Date of Award

1-1-2021

Language

English

Document Type

Dissertation

Degree Name

Doctor of Philosophy (PhD)

College/School/Department

Department of Physics

Content Description

1 online resource (v, 81 pages) : illustrations (some color)

Dissertation/Thesis Chair

Carolyn MacDonald

Committee Members

Jonathan Petruccelli , Keith Earle, Alexander Khmaladze, Wu Liu

Keywords

Focusing polycapillary optics, Mesh-based X-ray phase imaging, Orthovoltage therapy, Propagation-based X-ray phase imaging, Quantitative phase retrieval, X-ray, X-ray optics, Diagnostic imaging, Radiotherapy, Phase-contrast microscopy

Subject Categories

Optics | Physics | Radiology

Abstract

Focusing polycapillary optics yield high gains in intensity and increased spatial resolution for a variety of clinical, lab-based, synchrotron, or in situ analysis applications. In this dissertation we investigate the extension of two applications of focusing polycapillary optics.
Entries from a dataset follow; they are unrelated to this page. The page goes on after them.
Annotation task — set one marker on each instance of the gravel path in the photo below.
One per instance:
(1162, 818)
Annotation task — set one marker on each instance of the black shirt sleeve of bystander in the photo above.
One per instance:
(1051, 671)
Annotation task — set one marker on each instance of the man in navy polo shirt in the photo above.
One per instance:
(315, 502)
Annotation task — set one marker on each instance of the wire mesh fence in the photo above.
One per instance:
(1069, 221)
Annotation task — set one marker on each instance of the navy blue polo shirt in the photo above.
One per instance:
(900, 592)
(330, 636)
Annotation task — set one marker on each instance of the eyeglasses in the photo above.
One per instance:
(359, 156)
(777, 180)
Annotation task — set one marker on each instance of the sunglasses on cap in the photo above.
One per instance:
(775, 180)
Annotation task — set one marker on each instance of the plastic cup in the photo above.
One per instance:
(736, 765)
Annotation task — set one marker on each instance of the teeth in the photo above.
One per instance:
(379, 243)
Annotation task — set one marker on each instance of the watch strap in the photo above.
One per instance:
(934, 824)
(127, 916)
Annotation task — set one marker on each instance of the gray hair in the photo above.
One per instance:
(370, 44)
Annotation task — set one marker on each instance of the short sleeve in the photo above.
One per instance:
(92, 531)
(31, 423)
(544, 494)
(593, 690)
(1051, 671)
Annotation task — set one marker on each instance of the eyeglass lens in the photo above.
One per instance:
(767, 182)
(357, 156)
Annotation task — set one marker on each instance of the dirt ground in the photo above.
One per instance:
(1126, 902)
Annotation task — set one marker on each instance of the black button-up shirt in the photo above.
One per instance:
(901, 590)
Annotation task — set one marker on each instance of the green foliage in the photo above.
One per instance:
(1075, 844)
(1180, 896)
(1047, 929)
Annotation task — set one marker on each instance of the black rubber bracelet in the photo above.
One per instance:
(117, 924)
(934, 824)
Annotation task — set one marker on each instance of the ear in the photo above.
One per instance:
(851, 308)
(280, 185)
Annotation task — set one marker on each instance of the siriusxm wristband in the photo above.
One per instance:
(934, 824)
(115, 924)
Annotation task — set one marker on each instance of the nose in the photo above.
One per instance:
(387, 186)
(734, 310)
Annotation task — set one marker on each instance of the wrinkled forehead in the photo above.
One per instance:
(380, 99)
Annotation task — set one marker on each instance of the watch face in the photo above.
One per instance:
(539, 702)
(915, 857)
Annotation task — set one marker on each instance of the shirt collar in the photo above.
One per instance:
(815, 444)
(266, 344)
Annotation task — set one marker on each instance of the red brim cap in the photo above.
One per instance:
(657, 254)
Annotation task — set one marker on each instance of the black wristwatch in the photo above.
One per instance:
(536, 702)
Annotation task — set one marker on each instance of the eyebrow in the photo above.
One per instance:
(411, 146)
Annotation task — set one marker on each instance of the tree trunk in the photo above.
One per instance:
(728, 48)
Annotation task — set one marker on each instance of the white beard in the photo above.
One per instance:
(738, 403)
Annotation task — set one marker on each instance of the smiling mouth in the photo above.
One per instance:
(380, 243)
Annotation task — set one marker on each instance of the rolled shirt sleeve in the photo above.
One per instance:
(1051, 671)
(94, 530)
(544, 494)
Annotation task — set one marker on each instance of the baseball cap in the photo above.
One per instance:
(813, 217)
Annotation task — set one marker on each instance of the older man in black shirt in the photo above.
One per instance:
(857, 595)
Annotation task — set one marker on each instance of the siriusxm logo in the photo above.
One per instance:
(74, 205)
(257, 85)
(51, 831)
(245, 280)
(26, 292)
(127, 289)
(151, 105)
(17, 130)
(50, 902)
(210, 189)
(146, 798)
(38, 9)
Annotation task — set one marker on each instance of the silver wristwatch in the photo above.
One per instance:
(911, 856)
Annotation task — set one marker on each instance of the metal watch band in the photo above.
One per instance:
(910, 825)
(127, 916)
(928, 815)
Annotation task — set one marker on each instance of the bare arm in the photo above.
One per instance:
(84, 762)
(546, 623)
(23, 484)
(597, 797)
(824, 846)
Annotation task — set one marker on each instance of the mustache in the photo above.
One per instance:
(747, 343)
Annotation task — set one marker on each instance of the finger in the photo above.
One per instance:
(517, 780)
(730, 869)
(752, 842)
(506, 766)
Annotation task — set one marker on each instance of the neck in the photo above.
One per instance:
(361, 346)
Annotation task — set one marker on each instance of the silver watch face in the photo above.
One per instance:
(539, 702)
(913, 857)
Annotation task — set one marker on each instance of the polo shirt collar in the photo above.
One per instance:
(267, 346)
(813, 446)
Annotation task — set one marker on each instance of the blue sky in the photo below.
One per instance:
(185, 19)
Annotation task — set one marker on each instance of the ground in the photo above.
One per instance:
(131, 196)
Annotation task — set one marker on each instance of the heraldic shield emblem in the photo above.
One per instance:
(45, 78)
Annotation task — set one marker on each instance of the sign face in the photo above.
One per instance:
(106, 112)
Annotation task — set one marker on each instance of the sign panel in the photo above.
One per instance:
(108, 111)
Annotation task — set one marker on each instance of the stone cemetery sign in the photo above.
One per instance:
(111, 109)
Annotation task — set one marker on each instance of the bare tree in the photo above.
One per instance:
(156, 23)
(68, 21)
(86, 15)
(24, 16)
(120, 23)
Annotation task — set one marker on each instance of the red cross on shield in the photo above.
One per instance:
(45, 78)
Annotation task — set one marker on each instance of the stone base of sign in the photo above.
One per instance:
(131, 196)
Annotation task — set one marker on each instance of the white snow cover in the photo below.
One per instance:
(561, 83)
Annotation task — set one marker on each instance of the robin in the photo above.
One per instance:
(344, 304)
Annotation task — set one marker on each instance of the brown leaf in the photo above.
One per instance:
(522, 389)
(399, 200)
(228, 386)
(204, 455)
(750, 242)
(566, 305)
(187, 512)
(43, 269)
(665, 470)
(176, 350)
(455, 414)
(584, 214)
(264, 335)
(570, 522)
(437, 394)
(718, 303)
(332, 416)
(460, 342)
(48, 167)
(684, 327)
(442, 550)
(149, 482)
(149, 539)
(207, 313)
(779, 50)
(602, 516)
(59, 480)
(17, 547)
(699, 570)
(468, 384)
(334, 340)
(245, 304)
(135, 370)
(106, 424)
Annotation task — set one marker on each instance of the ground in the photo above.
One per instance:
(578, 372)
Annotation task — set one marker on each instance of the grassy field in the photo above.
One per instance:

The first is the application of polycapillary optics in radiation therapy. This discussion includes measurements and calculation of dose for focused beam orthovoltage therapy. A system has been designed to investigate whether the polycapillary optics can produce an X-ray beam which can give more accurate dose painting due to the higher dose concentration at the focal spot. X-ray exposures were measured with radio sensitive film. The measured spectrum of the X-ray beam was used to calculate the dose and compared with the measured dose on the films. The second application is medical imaging and quantitative phase retrieval. X-ray phase imaging can display subtle differences in low-density materials more readily than conventional X-ray imaging. However, due to spatial coherence requirements on the X-ray source, producing X-ray phase images has traditionally required either highly specialized sources, such as synchrotrons or small and low power microfocus sources, or multiple exposures with several carefully stepped precision gratings. To find appropriate approaches for enabling X-ray phase imaging in a clinically meaningful way, two techniques were tested. First, focusing polycapillary optics were applied in this work with conventional X-ray sources to enable propagation-based X-ray phase imaging. Quantitative phase retrieval was compared for two simple computational algorithms. Second, mesh-based X-ray phase imaging was demonstrated. In this technique, a simple, low-cost, coarse wire mesh and simple processing relaxes the spatial coherence constraint and allows quantitative phase retrieval. The mesh-based system combined with polycapillary optics significantly improved the accuracy of quantitative phase retrieval.